One country that catches the eye is Canada, with the sharp decline in oil prices raising the prospect of a double-whammy impact if the virus spreads throughout the country. Currently there have been just 14 coronavirus cases in Canada.

Nevertheless, the weekly chart below highlights the bullish breakout we have seen this week for USD/CAD, with the rise through trendline resistance and $1.3382 signalling the potential for a resumption of the bullish trend seen in 2018.

Another market of interest is India, with fears over how effective measures to contain the virus could be in a nation that has such overpopulation in major cities.

Yet again, we have seen precious few cases in India, yet a spread throughout India could see traders look towards the INR as a potential currency to short given the currently elevated interest rates.

The weekly USD/INR chart highlights the bullish breakout seen this week, with the six-month consolidation phase seemingly over.
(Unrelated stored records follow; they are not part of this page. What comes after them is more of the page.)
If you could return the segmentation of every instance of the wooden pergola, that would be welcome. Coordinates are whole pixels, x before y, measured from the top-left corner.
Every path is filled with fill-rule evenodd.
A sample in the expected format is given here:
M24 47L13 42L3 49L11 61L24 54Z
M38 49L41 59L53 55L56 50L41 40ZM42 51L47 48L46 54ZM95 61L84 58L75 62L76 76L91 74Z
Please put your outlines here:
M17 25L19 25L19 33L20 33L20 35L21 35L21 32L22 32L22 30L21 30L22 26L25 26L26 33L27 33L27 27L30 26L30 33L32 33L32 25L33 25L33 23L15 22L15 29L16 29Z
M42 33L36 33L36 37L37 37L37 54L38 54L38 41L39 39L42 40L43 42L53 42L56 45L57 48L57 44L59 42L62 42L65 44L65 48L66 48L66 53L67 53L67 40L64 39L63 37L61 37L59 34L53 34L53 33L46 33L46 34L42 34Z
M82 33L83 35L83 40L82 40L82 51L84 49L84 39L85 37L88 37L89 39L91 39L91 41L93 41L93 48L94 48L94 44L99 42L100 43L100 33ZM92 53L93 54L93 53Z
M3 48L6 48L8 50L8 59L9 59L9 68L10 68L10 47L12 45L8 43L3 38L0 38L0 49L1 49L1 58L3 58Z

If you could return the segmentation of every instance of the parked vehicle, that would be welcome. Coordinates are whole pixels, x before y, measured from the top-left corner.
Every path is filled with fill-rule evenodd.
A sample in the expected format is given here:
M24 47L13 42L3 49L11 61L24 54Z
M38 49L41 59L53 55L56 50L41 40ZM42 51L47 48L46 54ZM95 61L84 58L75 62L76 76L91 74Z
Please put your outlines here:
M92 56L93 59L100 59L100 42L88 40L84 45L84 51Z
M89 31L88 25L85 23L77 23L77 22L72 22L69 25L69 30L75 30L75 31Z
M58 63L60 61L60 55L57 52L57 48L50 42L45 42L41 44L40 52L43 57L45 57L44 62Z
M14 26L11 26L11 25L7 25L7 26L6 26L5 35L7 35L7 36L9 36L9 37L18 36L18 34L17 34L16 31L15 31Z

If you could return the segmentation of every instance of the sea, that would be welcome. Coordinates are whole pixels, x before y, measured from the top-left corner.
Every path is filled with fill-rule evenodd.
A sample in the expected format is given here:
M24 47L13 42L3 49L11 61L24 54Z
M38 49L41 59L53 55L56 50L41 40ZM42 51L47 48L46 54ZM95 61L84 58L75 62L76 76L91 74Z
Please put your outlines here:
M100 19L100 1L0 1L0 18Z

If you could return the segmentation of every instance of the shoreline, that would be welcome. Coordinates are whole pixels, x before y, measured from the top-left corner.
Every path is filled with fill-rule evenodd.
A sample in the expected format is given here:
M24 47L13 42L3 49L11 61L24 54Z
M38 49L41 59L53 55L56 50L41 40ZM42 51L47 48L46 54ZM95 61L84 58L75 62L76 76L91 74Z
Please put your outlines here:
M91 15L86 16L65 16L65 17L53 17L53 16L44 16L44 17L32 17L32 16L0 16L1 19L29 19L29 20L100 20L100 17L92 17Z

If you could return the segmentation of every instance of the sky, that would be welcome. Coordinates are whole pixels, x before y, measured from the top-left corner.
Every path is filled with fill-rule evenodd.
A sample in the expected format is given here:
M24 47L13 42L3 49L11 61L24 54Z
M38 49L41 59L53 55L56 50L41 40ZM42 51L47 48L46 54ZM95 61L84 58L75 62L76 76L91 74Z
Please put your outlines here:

There is a good chance we will see further upside from here, with this breakout signaling a likely continuation of the 2018 uptrend.

Ultimately, this is a longer-term outlook where potential monetary policy shifts could drive market sentiment in the event of an escalation of this current coronavirus crisis. It is worthwhile noting that those currencies with higher interest rates would ordinarily provide carry-trade benefits as traders are paid to hold that currency. However, with risks rising, havens come into focus and those carry trades become unwound.